GPU für lokale KI auswählen: VRAM-Bedarf, RTX-5000-Generationen und Budget-Empfehlungen 2026

Welche GPU reicht für welches Sprachmodell? Diese Anleitung erklärt die VRAM-Kalkulator-Logik, liefert gemessene Werte für aktuelle LLMs und gibt konkrete Kaufempfehlungen von RTX 5060 bis RTX 5090 – ehrlich mit echten Straßenpreisen und typischen Fallstricken.

Moderne IT Grafik zur Auswahl einer GPU für lokale KI mit Fokus auf VRAM Bedarf, RTX 5000 Generationen, Leistung und Budget Empfehlungen für 2026. Darstellung mit Grafikkarte, KI Symbolen und übersichtlichen Vergleichsbereichen für lokale KI Modelle.

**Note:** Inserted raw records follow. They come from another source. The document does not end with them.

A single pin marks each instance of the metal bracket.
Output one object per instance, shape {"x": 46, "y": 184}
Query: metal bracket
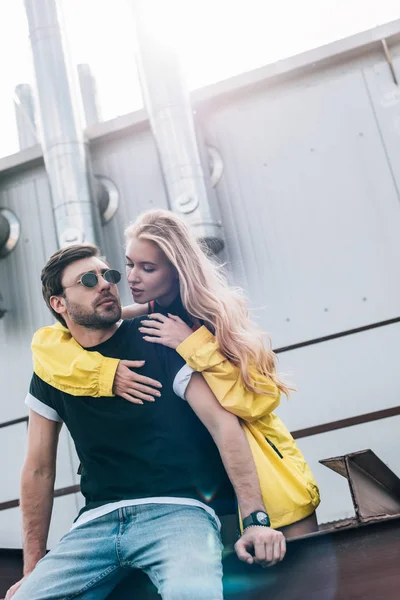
{"x": 374, "y": 488}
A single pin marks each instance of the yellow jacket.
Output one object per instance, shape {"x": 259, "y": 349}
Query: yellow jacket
{"x": 289, "y": 490}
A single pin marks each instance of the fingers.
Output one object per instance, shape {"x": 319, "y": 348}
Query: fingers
{"x": 158, "y": 317}
{"x": 242, "y": 553}
{"x": 150, "y": 331}
{"x": 175, "y": 318}
{"x": 133, "y": 364}
{"x": 261, "y": 551}
{"x": 154, "y": 324}
{"x": 130, "y": 398}
{"x": 144, "y": 389}
{"x": 147, "y": 381}
{"x": 269, "y": 546}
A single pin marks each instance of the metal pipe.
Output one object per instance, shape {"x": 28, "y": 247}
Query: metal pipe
{"x": 168, "y": 104}
{"x": 63, "y": 142}
{"x": 88, "y": 87}
{"x": 25, "y": 116}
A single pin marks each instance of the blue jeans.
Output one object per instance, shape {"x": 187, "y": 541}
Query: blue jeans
{"x": 179, "y": 547}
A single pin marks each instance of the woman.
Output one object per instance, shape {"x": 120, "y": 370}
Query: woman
{"x": 167, "y": 268}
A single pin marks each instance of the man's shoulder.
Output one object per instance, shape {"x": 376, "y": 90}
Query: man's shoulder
{"x": 41, "y": 387}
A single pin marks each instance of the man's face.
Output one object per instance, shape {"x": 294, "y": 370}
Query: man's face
{"x": 96, "y": 308}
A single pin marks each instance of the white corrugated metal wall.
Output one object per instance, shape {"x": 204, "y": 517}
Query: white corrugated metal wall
{"x": 310, "y": 206}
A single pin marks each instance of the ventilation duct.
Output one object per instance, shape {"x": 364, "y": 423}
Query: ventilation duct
{"x": 168, "y": 105}
{"x": 64, "y": 148}
{"x": 25, "y": 116}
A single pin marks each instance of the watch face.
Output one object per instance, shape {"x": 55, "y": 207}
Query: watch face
{"x": 262, "y": 518}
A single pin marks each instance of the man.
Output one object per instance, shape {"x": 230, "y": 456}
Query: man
{"x": 152, "y": 475}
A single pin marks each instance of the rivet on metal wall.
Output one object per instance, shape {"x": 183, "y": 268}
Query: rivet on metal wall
{"x": 10, "y": 231}
{"x": 107, "y": 196}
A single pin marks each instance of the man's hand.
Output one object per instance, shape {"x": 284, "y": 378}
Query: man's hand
{"x": 268, "y": 546}
{"x": 169, "y": 331}
{"x": 14, "y": 588}
{"x": 133, "y": 387}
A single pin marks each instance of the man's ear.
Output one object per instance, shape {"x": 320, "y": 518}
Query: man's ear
{"x": 57, "y": 303}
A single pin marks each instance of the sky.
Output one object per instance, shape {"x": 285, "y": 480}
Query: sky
{"x": 215, "y": 39}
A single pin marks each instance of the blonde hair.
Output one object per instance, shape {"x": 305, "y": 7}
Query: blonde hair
{"x": 207, "y": 296}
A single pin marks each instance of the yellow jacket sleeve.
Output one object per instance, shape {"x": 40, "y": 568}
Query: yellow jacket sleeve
{"x": 59, "y": 360}
{"x": 201, "y": 352}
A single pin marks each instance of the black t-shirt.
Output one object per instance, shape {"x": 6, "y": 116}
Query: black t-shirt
{"x": 131, "y": 451}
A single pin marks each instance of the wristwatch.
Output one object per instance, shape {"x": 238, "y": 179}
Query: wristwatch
{"x": 259, "y": 518}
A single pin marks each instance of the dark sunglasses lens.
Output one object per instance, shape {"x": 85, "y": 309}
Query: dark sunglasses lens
{"x": 112, "y": 276}
{"x": 89, "y": 279}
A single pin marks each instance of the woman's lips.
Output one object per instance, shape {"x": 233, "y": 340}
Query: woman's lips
{"x": 107, "y": 302}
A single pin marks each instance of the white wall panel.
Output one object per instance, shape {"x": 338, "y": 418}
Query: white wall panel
{"x": 309, "y": 203}
{"x": 342, "y": 378}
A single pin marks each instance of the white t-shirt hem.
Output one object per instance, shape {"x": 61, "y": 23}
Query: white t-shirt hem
{"x": 96, "y": 513}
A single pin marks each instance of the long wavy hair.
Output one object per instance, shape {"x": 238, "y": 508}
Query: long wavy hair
{"x": 207, "y": 296}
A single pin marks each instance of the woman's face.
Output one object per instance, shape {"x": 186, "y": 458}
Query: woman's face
{"x": 150, "y": 274}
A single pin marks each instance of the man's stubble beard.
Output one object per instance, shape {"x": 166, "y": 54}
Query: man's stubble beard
{"x": 91, "y": 318}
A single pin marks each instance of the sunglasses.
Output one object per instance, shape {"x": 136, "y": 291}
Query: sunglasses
{"x": 90, "y": 280}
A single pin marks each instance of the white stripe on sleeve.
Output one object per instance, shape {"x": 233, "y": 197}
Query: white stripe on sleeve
{"x": 42, "y": 409}
{"x": 181, "y": 381}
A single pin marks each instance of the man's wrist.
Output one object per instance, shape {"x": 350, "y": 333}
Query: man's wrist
{"x": 258, "y": 518}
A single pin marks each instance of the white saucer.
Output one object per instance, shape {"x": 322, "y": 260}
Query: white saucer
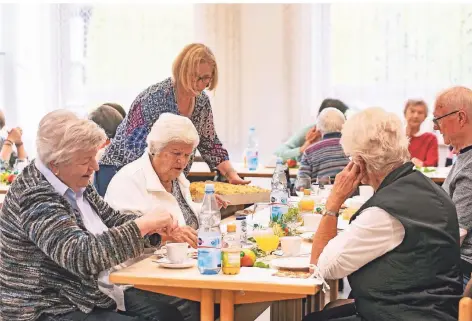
{"x": 164, "y": 262}
{"x": 308, "y": 236}
{"x": 304, "y": 229}
{"x": 291, "y": 263}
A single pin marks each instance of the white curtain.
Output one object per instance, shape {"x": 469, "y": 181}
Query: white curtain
{"x": 383, "y": 54}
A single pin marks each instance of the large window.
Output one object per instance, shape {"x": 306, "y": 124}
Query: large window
{"x": 384, "y": 54}
{"x": 117, "y": 51}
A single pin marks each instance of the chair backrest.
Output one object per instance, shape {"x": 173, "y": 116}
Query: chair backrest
{"x": 465, "y": 309}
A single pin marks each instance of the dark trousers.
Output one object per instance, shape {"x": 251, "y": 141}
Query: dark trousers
{"x": 103, "y": 177}
{"x": 140, "y": 306}
{"x": 345, "y": 312}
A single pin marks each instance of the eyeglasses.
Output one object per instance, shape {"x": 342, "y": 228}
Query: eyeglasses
{"x": 436, "y": 120}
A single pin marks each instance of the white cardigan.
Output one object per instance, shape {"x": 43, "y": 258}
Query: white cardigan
{"x": 137, "y": 188}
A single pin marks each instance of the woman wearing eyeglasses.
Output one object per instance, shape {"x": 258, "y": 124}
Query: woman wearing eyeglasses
{"x": 193, "y": 71}
{"x": 423, "y": 146}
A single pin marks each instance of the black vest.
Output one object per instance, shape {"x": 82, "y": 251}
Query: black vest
{"x": 420, "y": 279}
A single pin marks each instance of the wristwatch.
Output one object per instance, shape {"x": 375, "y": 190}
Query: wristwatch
{"x": 330, "y": 213}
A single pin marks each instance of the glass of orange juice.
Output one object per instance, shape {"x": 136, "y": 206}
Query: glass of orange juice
{"x": 306, "y": 204}
{"x": 266, "y": 240}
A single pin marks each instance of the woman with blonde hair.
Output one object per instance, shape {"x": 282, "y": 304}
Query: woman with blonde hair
{"x": 194, "y": 70}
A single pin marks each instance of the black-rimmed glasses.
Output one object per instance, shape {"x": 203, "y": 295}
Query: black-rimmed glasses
{"x": 436, "y": 120}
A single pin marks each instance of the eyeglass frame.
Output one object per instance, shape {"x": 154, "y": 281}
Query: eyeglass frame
{"x": 436, "y": 120}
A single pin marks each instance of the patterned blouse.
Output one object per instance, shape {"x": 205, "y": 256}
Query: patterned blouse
{"x": 130, "y": 139}
{"x": 189, "y": 215}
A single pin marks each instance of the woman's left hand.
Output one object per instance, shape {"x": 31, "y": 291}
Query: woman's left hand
{"x": 221, "y": 202}
{"x": 233, "y": 178}
{"x": 345, "y": 184}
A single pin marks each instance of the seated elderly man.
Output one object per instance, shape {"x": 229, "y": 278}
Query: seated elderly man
{"x": 326, "y": 157}
{"x": 401, "y": 249}
{"x": 60, "y": 239}
{"x": 453, "y": 118}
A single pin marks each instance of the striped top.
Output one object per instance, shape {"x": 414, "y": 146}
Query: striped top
{"x": 324, "y": 158}
{"x": 130, "y": 139}
{"x": 49, "y": 262}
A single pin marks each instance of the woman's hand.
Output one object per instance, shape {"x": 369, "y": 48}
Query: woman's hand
{"x": 417, "y": 162}
{"x": 163, "y": 223}
{"x": 233, "y": 178}
{"x": 345, "y": 184}
{"x": 221, "y": 202}
{"x": 185, "y": 234}
{"x": 15, "y": 135}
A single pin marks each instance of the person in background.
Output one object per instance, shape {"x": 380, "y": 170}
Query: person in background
{"x": 453, "y": 118}
{"x": 325, "y": 158}
{"x": 194, "y": 70}
{"x": 60, "y": 239}
{"x": 14, "y": 137}
{"x": 401, "y": 250}
{"x": 296, "y": 145}
{"x": 423, "y": 146}
{"x": 108, "y": 118}
{"x": 118, "y": 108}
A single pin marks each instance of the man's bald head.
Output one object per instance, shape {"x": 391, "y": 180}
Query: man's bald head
{"x": 455, "y": 98}
{"x": 453, "y": 116}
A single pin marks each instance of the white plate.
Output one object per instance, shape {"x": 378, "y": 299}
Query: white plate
{"x": 164, "y": 262}
{"x": 304, "y": 229}
{"x": 308, "y": 236}
{"x": 291, "y": 263}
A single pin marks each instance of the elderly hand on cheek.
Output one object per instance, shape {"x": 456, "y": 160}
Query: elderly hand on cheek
{"x": 345, "y": 184}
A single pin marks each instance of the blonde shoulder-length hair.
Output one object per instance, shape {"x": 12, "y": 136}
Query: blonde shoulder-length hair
{"x": 186, "y": 63}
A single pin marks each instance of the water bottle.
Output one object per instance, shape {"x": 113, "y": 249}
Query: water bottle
{"x": 279, "y": 176}
{"x": 252, "y": 153}
{"x": 209, "y": 234}
{"x": 279, "y": 193}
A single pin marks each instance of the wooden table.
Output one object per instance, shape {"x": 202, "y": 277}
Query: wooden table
{"x": 201, "y": 169}
{"x": 252, "y": 285}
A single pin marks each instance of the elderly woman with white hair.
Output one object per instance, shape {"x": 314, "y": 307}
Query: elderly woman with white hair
{"x": 155, "y": 181}
{"x": 401, "y": 249}
{"x": 60, "y": 239}
{"x": 325, "y": 158}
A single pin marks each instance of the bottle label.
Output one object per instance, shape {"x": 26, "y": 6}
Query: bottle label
{"x": 252, "y": 159}
{"x": 209, "y": 252}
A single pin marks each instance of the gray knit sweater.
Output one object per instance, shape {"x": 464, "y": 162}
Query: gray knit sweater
{"x": 49, "y": 262}
{"x": 458, "y": 185}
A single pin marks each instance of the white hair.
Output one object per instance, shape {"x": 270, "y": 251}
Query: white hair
{"x": 61, "y": 134}
{"x": 378, "y": 138}
{"x": 170, "y": 128}
{"x": 330, "y": 120}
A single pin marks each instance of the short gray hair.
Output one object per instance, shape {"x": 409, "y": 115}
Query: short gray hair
{"x": 377, "y": 137}
{"x": 171, "y": 128}
{"x": 330, "y": 120}
{"x": 61, "y": 134}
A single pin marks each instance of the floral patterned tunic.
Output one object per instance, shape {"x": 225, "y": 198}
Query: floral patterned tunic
{"x": 130, "y": 139}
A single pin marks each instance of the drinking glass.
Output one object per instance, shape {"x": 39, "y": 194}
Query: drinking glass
{"x": 301, "y": 184}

Wer ein Sprachmodell lokal betreiben will, steht vor einer zentralen Frage: Wie viel VRAM brauche ich wirklich – und welche GPU bekomme ich dafür in meinem Budget? Die Antwort hängt weniger von Benchmark-Punkten als von einer simplen Formel ab: Modellgröße mal Quantisierungsfaktor mal Overhead. Diese Anleitung hilft dir, die Rechnung selbst anzustellen, zeigt gemessene VRAM-Werte für verbreitete LLMs und ordnet die RTX-5000-Serie (Blackwell, GDDR7) ehrlich nach dem Nutzen für KI-Workloads ein – inklusive der in Deutschland aktuell erheblich über dem US-MSRP liegenden Straßenpreise.

Voraussetzungen

  1. Windows 10/11 oder Ubuntu 22.04/24.04 (x86-64)
  2. NVIDIA GeForce RTX 5000er-Serie (Blackwell) oder RTX 3000/4000er-Karte als Alternative
  3. Aktueller NVIDIA-Treiber (≥ 570 für Blackwell/CUDA 12.8+)
  4. Ollama oder LM Studio zur lokalen LLM-Inferenz (Installation ca. 5 Minuten)
  5. Netzteil: mindestens 650 W für RTX 5070 Ti, 850 W für RTX 5080, 1.000 W für RTX 5090
  6. System-RAM: mindestens 32 GB DDR5 (für Teiloffloading größerer Modelle)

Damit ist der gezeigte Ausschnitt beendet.